When I arrive, Danny and Aunt Sophie are in the living room, surrounded by family, friends and Howard, the Black retainer who, in his early 60s, followed Uncle Morry to Florida 30 years earlier. Howard does not clean house or cook meals, but he knows how to mix a martini, drives within the speed limit and has 40 years of service. Danny beckons on seeing me, his usual glass in hand, the same red cheeks and puffy eyes, sitting in the corner of the room, surveying the scene. If I join Danny, I am in for some whiskeys and water, whatever it takes to keep him calm. I go to one of the empty chairs that surround Danny like a barrier reef and say I will have whatever he is drinking, determined to avoid the usual argument. I sit on the edge of my seat, ready to move away if he is past his fifth drink, or to lean back if he is just starting. When I tell him that his father had offered to set me up with an office and some business if I ever moved down to Florida, I regret my words. I have no idea what Uncle Morry might have promised Danny, who reaches for the drink Howard brings for me, says he would have preferred independence any day, empties my glass in a gulp, wipes his mouth with the back of his hand, waves the empty glass at Howard, and complains about his father's constant scolding. I say I never heard Uncle Morry raise his voice. But that wasn't true. I was there when he yelled at Aunt Sophie, or cursed the gardener, or argued with any of his tradesmen. What was true was that my uncle had never shouted at me.

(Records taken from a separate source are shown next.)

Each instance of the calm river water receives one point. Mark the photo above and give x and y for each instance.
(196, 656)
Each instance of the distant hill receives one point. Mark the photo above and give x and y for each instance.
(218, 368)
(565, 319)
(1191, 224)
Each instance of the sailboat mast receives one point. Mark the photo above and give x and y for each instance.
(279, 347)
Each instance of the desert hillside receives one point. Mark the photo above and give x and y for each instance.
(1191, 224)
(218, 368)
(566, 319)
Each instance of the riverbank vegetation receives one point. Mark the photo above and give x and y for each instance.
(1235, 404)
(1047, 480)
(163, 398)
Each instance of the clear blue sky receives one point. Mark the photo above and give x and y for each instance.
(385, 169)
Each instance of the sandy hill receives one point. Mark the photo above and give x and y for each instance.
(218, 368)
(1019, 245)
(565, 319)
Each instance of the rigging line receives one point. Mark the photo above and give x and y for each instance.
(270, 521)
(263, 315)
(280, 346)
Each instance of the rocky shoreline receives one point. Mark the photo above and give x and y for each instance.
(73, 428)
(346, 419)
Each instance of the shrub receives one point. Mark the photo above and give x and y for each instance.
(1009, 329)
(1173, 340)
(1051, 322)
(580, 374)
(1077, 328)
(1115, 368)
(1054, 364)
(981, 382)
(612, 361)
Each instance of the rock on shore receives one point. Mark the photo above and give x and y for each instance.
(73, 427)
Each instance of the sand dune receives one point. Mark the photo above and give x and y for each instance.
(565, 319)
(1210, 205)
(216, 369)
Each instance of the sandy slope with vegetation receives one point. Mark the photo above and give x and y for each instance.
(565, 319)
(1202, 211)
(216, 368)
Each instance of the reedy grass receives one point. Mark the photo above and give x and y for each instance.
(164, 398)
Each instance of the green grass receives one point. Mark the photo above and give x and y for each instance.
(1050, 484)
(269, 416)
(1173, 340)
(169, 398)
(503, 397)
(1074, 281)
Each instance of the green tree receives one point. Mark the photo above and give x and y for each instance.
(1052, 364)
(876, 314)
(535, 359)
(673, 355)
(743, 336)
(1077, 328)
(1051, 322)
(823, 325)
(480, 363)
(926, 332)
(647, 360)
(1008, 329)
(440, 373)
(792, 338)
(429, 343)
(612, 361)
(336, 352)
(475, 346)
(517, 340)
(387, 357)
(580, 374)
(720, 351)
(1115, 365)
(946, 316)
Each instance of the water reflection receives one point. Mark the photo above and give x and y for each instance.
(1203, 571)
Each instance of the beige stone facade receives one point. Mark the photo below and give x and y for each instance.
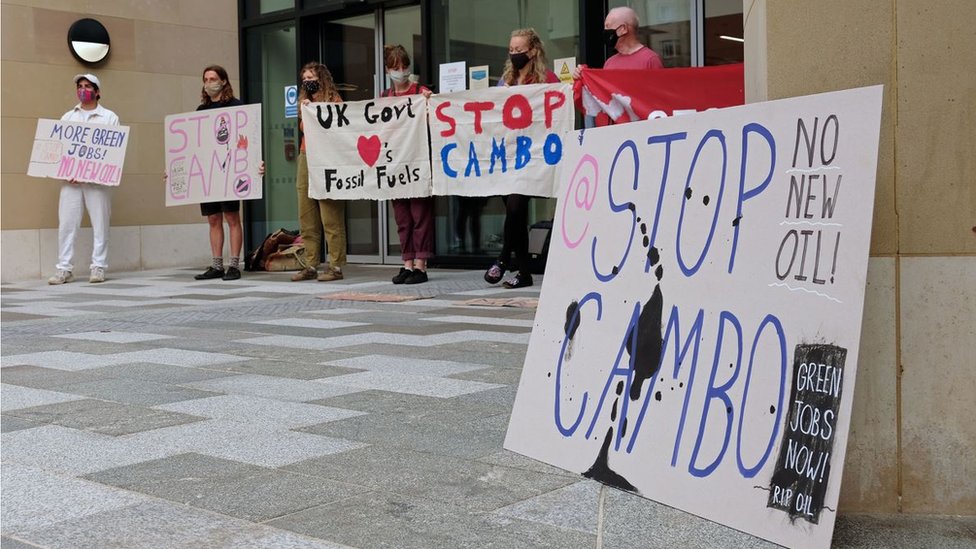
(913, 437)
(159, 49)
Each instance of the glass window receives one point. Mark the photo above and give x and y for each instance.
(723, 34)
(253, 8)
(270, 54)
(665, 26)
(477, 32)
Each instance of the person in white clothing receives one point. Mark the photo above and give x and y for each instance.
(75, 196)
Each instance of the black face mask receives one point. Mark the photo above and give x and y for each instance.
(519, 60)
(610, 37)
(311, 86)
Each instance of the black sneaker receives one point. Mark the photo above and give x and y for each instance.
(520, 280)
(416, 277)
(402, 276)
(210, 273)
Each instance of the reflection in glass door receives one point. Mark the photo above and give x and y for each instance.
(349, 49)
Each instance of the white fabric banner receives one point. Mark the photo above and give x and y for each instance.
(499, 141)
(699, 345)
(88, 153)
(374, 149)
(213, 155)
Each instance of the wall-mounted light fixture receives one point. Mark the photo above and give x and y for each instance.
(88, 41)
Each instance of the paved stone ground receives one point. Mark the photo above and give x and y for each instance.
(155, 411)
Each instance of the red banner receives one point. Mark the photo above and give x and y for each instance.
(628, 95)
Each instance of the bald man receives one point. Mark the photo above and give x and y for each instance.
(620, 33)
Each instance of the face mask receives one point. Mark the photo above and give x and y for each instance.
(213, 89)
(610, 37)
(311, 86)
(519, 60)
(399, 76)
(86, 95)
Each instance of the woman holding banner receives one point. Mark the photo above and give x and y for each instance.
(526, 64)
(414, 216)
(315, 215)
(218, 93)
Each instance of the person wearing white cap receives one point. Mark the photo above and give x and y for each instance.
(75, 196)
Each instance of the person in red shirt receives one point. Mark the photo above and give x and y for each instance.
(414, 216)
(620, 34)
(526, 64)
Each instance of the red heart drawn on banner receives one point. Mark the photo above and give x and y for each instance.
(369, 149)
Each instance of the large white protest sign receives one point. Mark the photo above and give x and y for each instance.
(213, 155)
(699, 342)
(88, 153)
(499, 141)
(374, 149)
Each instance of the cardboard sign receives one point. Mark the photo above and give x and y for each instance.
(374, 149)
(88, 153)
(213, 155)
(499, 141)
(700, 345)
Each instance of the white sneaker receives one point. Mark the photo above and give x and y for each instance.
(61, 277)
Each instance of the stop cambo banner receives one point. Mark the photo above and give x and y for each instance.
(374, 149)
(630, 95)
(704, 349)
(499, 141)
(213, 155)
(87, 153)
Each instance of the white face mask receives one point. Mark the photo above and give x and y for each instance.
(399, 76)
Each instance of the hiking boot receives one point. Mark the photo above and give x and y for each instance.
(494, 273)
(329, 275)
(416, 277)
(210, 273)
(402, 276)
(520, 280)
(61, 277)
(307, 273)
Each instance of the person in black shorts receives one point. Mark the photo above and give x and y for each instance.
(218, 93)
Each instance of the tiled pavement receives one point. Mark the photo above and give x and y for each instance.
(156, 411)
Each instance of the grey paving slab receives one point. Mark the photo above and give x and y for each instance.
(472, 439)
(857, 531)
(472, 485)
(47, 378)
(248, 443)
(163, 525)
(574, 507)
(274, 387)
(413, 384)
(64, 360)
(108, 418)
(284, 368)
(75, 452)
(318, 323)
(135, 391)
(115, 337)
(9, 424)
(272, 414)
(13, 397)
(162, 373)
(34, 498)
(227, 487)
(632, 521)
(385, 520)
(407, 366)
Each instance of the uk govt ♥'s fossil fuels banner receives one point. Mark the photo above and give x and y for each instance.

Uncle Morry had a voice like crushed gravel rattling in his throat, so the threat was always there, but I had never been bruised by the dust.

Danny leans forward, cheeks almost as flushed as his nose, his tongue thickening his words. I put a hand on my cousin's arm. Two months older, I have always been able to stop Danny this side of a fight. I tell him that his father had always expressed his love for him, which makes Danny slump back in his chair, eyes moistening, denying that his father ever told him any such thing.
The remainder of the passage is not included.